Last Updated on August 2, 2021 by Admin 2
You issue the following commands on SwitchA: feature vpc vpc domain 101 peer-keepalive destination 192.168.1.2 source 192.168.1.1 vrf mgmt interface port-channel 1 switchport mode trunk vpc peer-link interface port-channel 3 switchport mode trunk vpc 2
You issue the following commands on SwitchB: feature vpc vpc domain 101 peer-keepalive destination 192.168.1.1 source 192.168.1.2 vrf mgmt interface port-channel 1 switchport mode trunk vpc peer-link interface port-channel 3 switchport mode trunk vpc 3
Which of the following is true?
- The peer keepalive configuration is in the wrong VRF.
- The vPC number in port-channel 3 is not correctly configured.
- The switch port mode is not correctly configured for port-channel 1.
- The switch port mode is not correctly configured for port-channel 3.
In this scenario, the virtual port channel (vPC) number in port-channel 3 is not correctly configured. In order to correctly form a vPC domain between two switches, the vPC number must be the same on each switch. In this scenario, a vPC number of 2 has been configured on port-channel 3 on SwitchA. By contrast, a vPC number of 3 has been configured on port-channel 3 on SwitchB.
A vPC enables you to bundle ports from two switches into a single Open Systems Interconnection (OSI) Layer 2 port channel.
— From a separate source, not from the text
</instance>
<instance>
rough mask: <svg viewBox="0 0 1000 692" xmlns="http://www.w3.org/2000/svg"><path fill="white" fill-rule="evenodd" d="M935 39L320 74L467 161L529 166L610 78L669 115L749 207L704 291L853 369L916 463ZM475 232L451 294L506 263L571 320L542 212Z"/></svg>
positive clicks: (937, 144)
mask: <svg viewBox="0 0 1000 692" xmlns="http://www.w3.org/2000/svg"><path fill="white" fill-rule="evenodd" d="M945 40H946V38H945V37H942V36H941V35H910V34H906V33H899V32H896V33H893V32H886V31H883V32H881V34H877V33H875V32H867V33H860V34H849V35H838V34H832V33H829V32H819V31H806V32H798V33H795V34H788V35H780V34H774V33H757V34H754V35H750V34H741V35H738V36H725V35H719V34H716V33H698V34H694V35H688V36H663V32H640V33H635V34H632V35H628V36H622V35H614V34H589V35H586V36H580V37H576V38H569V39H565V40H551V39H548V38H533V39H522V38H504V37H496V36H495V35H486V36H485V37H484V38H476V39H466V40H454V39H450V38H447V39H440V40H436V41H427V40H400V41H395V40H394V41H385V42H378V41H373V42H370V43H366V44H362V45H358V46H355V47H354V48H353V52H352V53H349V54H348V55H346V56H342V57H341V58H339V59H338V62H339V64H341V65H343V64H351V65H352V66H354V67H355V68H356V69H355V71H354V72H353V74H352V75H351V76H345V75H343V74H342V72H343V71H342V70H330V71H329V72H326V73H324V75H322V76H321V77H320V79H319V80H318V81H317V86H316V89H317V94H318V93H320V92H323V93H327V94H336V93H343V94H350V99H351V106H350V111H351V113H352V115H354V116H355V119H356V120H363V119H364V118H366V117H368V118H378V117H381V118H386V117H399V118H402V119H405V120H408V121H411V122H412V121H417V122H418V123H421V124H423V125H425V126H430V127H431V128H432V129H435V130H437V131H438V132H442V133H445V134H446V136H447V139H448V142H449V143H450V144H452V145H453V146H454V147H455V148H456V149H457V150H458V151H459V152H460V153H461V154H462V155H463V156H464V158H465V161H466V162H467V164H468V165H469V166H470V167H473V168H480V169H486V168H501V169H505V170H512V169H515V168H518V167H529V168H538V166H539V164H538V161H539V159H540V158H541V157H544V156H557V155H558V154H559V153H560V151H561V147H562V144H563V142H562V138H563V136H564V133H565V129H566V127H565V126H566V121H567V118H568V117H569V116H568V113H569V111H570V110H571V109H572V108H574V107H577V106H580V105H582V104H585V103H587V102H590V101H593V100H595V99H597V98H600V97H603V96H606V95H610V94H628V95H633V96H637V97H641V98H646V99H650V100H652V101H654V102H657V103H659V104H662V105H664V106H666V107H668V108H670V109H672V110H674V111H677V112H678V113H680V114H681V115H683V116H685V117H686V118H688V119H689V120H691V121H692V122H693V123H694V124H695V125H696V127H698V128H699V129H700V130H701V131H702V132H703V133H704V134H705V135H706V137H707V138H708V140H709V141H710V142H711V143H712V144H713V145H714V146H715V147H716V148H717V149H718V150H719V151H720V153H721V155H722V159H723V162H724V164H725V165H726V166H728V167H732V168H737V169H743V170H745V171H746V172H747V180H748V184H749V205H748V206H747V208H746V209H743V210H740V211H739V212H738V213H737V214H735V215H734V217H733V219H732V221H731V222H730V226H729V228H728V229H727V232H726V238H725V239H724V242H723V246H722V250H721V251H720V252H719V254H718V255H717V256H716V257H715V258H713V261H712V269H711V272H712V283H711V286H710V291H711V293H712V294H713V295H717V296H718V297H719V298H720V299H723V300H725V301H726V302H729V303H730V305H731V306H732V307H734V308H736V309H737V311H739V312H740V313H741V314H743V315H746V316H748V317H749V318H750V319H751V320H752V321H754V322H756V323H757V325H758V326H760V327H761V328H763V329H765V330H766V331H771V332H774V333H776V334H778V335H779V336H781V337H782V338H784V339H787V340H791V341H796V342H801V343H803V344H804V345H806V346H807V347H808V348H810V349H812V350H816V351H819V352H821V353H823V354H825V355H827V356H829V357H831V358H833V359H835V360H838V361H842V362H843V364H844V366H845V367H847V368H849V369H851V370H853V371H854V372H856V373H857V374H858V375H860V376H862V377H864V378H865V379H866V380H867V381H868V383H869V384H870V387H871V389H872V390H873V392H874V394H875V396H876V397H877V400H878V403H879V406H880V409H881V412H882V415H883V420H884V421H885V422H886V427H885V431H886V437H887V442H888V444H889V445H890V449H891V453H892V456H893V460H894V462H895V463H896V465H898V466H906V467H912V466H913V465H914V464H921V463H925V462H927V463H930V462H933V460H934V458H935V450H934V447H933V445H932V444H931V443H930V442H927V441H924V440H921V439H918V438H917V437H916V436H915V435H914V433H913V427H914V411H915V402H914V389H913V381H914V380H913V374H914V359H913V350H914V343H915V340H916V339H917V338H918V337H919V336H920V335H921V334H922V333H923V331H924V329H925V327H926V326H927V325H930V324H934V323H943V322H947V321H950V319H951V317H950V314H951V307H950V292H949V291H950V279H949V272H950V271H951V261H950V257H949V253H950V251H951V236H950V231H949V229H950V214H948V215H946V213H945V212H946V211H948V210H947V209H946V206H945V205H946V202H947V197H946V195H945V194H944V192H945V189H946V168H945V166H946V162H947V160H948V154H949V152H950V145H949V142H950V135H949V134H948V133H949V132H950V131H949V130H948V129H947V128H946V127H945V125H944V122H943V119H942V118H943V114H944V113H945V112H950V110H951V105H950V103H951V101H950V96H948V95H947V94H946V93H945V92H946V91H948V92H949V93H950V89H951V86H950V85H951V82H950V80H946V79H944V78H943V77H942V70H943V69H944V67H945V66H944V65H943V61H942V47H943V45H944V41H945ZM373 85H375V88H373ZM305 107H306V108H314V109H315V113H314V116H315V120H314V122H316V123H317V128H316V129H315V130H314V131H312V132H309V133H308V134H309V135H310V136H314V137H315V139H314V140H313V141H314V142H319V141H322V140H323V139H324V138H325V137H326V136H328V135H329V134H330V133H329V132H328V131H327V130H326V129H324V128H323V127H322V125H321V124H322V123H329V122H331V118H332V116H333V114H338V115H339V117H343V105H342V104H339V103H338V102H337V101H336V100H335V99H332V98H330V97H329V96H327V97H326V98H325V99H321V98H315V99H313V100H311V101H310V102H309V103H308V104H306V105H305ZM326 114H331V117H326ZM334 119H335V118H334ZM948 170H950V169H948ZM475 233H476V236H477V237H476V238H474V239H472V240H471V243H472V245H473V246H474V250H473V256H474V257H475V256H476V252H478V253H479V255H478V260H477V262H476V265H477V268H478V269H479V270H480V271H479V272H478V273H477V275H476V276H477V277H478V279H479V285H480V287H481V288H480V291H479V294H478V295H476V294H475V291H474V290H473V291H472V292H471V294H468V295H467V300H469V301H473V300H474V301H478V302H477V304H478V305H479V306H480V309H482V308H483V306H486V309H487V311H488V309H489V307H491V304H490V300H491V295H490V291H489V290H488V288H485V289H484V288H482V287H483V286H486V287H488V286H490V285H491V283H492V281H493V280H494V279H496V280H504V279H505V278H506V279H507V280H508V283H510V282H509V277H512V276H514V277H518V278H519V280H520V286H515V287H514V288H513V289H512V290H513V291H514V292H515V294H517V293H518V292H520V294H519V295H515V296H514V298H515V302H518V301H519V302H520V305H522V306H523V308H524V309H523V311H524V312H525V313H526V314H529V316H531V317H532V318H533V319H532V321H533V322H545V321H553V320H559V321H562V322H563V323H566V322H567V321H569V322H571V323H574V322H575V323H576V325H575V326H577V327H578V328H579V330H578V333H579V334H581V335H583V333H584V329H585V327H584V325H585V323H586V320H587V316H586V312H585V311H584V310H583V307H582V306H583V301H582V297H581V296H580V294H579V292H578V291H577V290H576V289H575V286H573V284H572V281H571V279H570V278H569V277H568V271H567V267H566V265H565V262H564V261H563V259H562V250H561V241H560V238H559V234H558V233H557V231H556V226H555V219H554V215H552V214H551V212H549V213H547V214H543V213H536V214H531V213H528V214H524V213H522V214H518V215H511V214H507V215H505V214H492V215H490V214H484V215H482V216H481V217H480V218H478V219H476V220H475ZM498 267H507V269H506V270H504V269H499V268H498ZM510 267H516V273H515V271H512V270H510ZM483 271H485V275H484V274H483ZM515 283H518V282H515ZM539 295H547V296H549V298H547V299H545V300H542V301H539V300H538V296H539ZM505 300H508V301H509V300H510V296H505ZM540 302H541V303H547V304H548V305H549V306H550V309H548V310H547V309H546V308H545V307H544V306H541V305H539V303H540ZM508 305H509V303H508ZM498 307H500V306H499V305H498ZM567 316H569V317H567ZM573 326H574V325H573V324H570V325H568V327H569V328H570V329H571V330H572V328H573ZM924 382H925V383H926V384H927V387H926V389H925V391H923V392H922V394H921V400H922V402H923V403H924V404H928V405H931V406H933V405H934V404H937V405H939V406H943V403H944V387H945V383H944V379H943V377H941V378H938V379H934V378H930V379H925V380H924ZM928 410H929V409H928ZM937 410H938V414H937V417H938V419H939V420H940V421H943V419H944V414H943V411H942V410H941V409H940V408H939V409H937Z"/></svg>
Similar to a normal port channel, a vPC bundles multiple switch ports into a single high-speed trunk port. A single vPC domain cannot contain ports from more than two switches. For ports on two switches to successfully form a vPC domain, all the following must be true:
– The vPC feature must be enabled on both switches.
– The vPC domain ID must be the same on both switches.
– The peer keepalive link must be configured and must be 10 gigabits per second (Gbps) or more.
– The vPC number must be the same on both switches.
In this scenario, the feature vpn command has been issued on both SwitchA and SwitchB. This command ensures that the vPC feature is enabled on each switch. In addition, the vpc domain 101 command has been issued on both switches. This command ensures that each switch is configured to operate in the same vPC domain.
The switch port modes are correct for port-channel 1 in this scenario. Port-channel 1 on SwitchA and SwitchB is configured as a trunk port. In addition, this port channel is configured with the peer keepalive link for this vPC domain. The peer keepalive link requires a trunk port.
The switch port modes are correct for port-channel 3 in this scenario. Port-channel 3 is a normal port channel that has been configured with the vPC number. Normal port channels can be configured as either access ports or trunk ports. However, you should configure normal port channels as trunk ports if you intend to have traffic from multiple virtual local area networks (VLANs) traverse the port.
The peer keepalive link is not in the wrong virtual routing and forwarding (VRF) instance in this scenario. Peer keepalive links can be configured to operate in any VRF, including the management VRF. The peer keepalive link operates at Layer 3 of the OSI networking model; it is used to ensure that vPC switches are capable of determining whether a vPC domain peer has failed. On SwitchA, the peer-keepalive command has been issued with a source Internet Protocol (IP) address of 192.168.1.1 and a destination IP address of 192.168.1.2. On SwitchB, the peer-keepalive command has been issued with a source IP address of 192.168.1.2 and a destination IP address of 192.168.1.1. Based on this information, you can conclude that SwitchA is configured with an IP address of 192.168.1.1 and that SwitchB is configured with an IP address of 192.168.1.2.